As for the old message, Taibbi cites
Jeff Stein: Study: Hillary Clinton's TV ads were almost entirely
Hillary Clinton's campaign ran TV ads that had less to do with policy
than any other presidential candidate in the past four presidential
races, according to a new study published on Monday by the Wesleyan
Clinton's team spent a whopping $1 billion on the election in all --
about twice what Donald Trump's campaign spent. Clinton spent $72 million
on television ads in the final weeks alone.
But only 25 percent of advertising supporting her campaign went after
Trump on policy grounds, the researchers found. By comparison, every other
presidential candidate going back to at least 2000 devoted more than 40
percent of his or her advertising to policy-based attacks. None spent
nearly as much time going after an opponent's personality as Clinton's
Clinton's ad strategy had, I think, the perverse effect of inoculating
Trump against further personal attacks and not framing issues that the
Democrats could follow up on post-election. It conveyed to voters that
issues don't matter -- only personalities and character -- and as such
Clinton offered little help down-ballot. Conversely, most Republican
money was spent down-ballot, and that created a powerful momentum to
capture Congress as well as to elect Trump. But then the Clintons have
a long history of sabotaging their party mates -- all the better to
concentrate their deal-making opportunities with donors (as well as
their retirement bonuses).
For a more optimistic accounting of Montana, see:
Matthew Yglesias: Republicans' 7-point win in last night's Montana
election is great news for Democrats; for more pessimistic views, see:
Andrew O'Hehir: Wake Up, Liberals: There Will Be No 2018 'Blue Wave,' No
Democratic Majority and No Impeachment; and
Ed Kilgore: 6 Takeaways From Montana's Special Election.

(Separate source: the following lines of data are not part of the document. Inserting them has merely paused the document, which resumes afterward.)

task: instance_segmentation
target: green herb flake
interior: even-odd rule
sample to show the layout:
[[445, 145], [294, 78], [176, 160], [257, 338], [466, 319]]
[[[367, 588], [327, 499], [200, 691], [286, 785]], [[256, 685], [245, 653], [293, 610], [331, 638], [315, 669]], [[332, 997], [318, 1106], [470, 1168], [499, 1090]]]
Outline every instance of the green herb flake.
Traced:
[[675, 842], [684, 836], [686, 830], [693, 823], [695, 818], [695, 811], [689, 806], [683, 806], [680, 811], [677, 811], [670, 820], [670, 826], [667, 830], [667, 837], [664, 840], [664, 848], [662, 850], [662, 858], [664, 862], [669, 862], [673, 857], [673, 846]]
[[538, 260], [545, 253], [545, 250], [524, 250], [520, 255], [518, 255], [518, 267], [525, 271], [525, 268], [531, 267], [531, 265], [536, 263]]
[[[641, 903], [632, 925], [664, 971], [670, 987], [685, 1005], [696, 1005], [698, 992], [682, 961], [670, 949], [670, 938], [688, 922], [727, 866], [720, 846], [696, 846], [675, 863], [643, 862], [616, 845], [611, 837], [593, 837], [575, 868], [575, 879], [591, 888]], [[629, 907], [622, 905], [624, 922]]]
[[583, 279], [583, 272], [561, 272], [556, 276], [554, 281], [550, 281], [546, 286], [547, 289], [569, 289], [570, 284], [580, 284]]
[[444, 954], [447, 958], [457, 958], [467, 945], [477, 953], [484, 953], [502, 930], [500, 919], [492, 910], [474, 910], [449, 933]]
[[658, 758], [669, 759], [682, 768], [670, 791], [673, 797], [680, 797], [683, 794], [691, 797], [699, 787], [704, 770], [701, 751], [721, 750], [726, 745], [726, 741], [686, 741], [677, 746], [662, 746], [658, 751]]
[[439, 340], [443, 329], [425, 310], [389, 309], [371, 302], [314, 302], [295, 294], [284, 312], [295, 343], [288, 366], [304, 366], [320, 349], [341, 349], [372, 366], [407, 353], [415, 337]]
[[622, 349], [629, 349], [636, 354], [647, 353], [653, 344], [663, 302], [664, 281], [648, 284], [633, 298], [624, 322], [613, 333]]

Rebecca Traister: Hillary Clinton Is Furious. And Resigned. And Funny.
And Worried. "The surreal post-election life of the woman who would
have been president." Long piece, not unsympathetic, not without
interest, especially on problems of sexual politics. You might also
be interested in
Katie Serena: Hillary Clinton Roasts Donald Trump in Wellseley College
Commencement Speech, where she "even took a whack at humor,"
introducing herself as "the former president of the Wellseley College
Young Republicans" and reminiscing about "how she and her peers were
'furious' over the election of Richard Nixon." She could have used
some of that fury lately, but instead she's "OK."
Joan C Williams: The Dumb Politics of Elite Condescension: Author
also has a book, White Working Class: Overcoming Class Cluelessness
Dave Zirin: A Lynching on the University of Maryland Campus, and
Why I Called the Murder of Richard Collins III a Lynching.
What a bummer this is all turning into. Nor can I say it's different
than I expected. And it's really unhealthy to go through life with so
many occasions to say "I told you so."